Manaouda Malachie: "Quand on se vaccine c’est pour échapper à la forme grave de la maladie, à la mort".

Cependant, le pays court encore après son objectif de vacciner 20% de la population d’ici décembre 2021.

Environ 111 mille personnes seulement étaient vaccinées contre le Covid-19 au Cameroun, avant la campagne intensive de vaccination organisée du 7 au 16 juillet 2021. Mais grâce à celle-ci, près de 310 mille personnes ont pu être injectées contre le virus mortel en 10 jours. C’est du moins ce que soutient le ministre de la santé publique. Soit 254 mille personnes ayant reçu la première dose de l’un des deux vaccins disponibles et 56 mille, la 2e dose. Par conséquent, les officiels de la santé affirment avoir atteint les objectifs fixés pour cette opération d’envergure et même au-delà.

« Quand on voyait la lenteur au début, nous nous sommes dit si on pouvait vacciner plus de 10 mille personnes c’est déjà quelque chose. Or nous sommes allés au-delà de nos objectifs requis », a déclaré Manaouda Malachie au micro de nos confrères de la chaine de télévision privée Canal2 International. Satisfait. En effet, les officiels de la Santé voulaient vacciner 200 mille personnes de 18 ans et plus en 5 jours au départ (du 7 au 11 juillet), puis en 10 jours (du 7 au 16 juillet).

En fait, il fallait non seulement atteindre « rapidement » une couverture vaccinale « d’au moins 3% », mais aussi et surtout, écouler les 320 mille doses de vaccins dont disposait le pays avant la péremption du premier lot de l’un de ces vaccins le 29 juillet prochain et un autre le 23 août 2021. « Au regard des résultats que nous avons obtenus pendant la campagne de vaccination, nous n’avons plus de risque que nous ayons des vaccins qui soient périmés en fin août 2021. Nous sommes beaucoup plus sereins dans la conduite de notre campagne », fait savoir Manaouda Malachie.

D’ailleurs, « Nous pensons plutôt que nous allons demander à nos partenaires de faire vite pour précipiter la réception des vaccins pour faire face à la demande qui est forte sur l’étendue du territoire. Nous sommes entrain de travailler pour qu’on fasse avancer les dates de réception des doses venant de la facilité Covax ou de l’Union Africaine », précise l’autorité tutélaire de la santé.

Entre engouement et réticence

C’est que, durant cette campagne, les équipes du ministère de la santé déployées sur le terrain ont manifestement agréablement été surprises de constater un engouement des populations à se faire vacciner sur l’ensemble du territoire. « Nous avons d’ailleurs eu des ruptures de stocks de vaccins dans certaines régions. Nous avons dû prendre dans certaines zones pour pouvoir ravitailler celles des zones qui étaient en rupture », explique Manaouda Malachie.

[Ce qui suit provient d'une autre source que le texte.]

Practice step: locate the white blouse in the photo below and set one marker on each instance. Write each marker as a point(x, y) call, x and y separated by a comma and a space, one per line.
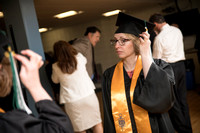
point(73, 86)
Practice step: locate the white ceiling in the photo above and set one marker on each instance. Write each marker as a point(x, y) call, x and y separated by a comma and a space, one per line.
point(93, 9)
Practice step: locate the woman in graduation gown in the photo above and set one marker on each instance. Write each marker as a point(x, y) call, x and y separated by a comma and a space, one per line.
point(137, 91)
point(51, 118)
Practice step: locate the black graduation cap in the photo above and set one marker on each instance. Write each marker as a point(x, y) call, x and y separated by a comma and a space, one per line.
point(132, 25)
point(3, 45)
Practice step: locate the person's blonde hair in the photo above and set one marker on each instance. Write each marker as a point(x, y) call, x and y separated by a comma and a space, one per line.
point(5, 77)
point(136, 42)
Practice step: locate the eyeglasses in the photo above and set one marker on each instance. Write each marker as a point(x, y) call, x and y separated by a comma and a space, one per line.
point(121, 41)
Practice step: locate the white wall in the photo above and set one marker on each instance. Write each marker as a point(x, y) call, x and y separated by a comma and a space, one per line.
point(104, 53)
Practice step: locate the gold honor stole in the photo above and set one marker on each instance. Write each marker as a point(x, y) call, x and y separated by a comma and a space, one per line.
point(120, 111)
point(1, 110)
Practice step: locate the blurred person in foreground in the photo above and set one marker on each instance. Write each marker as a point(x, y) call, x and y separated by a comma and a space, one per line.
point(51, 119)
point(168, 46)
point(137, 91)
point(76, 88)
point(85, 45)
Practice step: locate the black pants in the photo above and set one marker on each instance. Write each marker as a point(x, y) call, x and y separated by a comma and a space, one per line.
point(179, 113)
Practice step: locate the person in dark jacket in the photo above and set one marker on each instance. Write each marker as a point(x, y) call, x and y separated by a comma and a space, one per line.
point(137, 91)
point(51, 119)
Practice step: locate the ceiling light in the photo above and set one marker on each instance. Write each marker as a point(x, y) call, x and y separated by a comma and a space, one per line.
point(1, 14)
point(67, 14)
point(43, 30)
point(107, 14)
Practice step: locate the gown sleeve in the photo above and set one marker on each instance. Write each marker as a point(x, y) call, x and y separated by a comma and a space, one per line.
point(155, 93)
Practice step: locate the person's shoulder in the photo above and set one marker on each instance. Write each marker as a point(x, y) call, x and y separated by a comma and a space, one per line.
point(83, 40)
point(109, 71)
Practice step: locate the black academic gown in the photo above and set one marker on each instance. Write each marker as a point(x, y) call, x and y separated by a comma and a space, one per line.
point(155, 94)
point(51, 120)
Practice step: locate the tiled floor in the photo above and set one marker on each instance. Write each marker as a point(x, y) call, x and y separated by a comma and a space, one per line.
point(193, 97)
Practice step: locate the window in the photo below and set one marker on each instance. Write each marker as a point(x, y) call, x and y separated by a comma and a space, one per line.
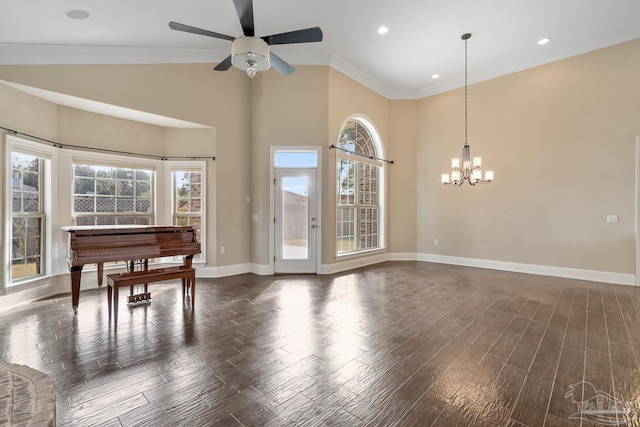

Cependant, des réticences font encore de la résistance dans certains centres urbains du pays. Il s’agit notamment de Yaoundé, Douala et Bafoussam. « Et c’est regrettable parce que ce sont les villes les plus touchées également », déclare le Minsanté. Mais, « dans l’arrière-pays, la vaccination marche très bien et nous sommes même entrain d’accélérer le processus de réception de d’autres doses pour pouvoir tenir la demande qui est forte en ce moment », poursuit ce dernier.

Ce d’autant plus que le Cameroun poursuit toujours son objectif global déterminé par le plan national de déploiement de la vaccination qui fixe à près de 20% le taux de couverture vaccinale d’ici décembre 2021. C’est-à-dire vacciner 5 millions de camerounais. « Nous sommes entrain de courir derrière cet objectif. Tant qu’on n’a pas atteint cet objectif d’une couverture minimale de 80% pour pouvoir garantir une immunité collective aux populations camerounaises, il faut aller se faire vacciner », indique le Minsanté.

Et d’insister que : « La campagne est finie mais la vaccination continue. Nous allons continuer à faire vacciner nos compatriotes dans nos différents centres de vaccination, dans les différentes formations sanitaires. Le gouvernement encourage fortement les populations à se faire vacciner ». Non sans insister sur la nécessité de continuer à respecter les mesures. « Il faut que nous évitions la 3e vague qui est entrain de sévir ailleurs », dixit Manaouda Malachie. A noter que les derniers chiffres officiels font état de 81 467 cas positifs confirmés et 1 338 décès enregistrés depuis mars 2020.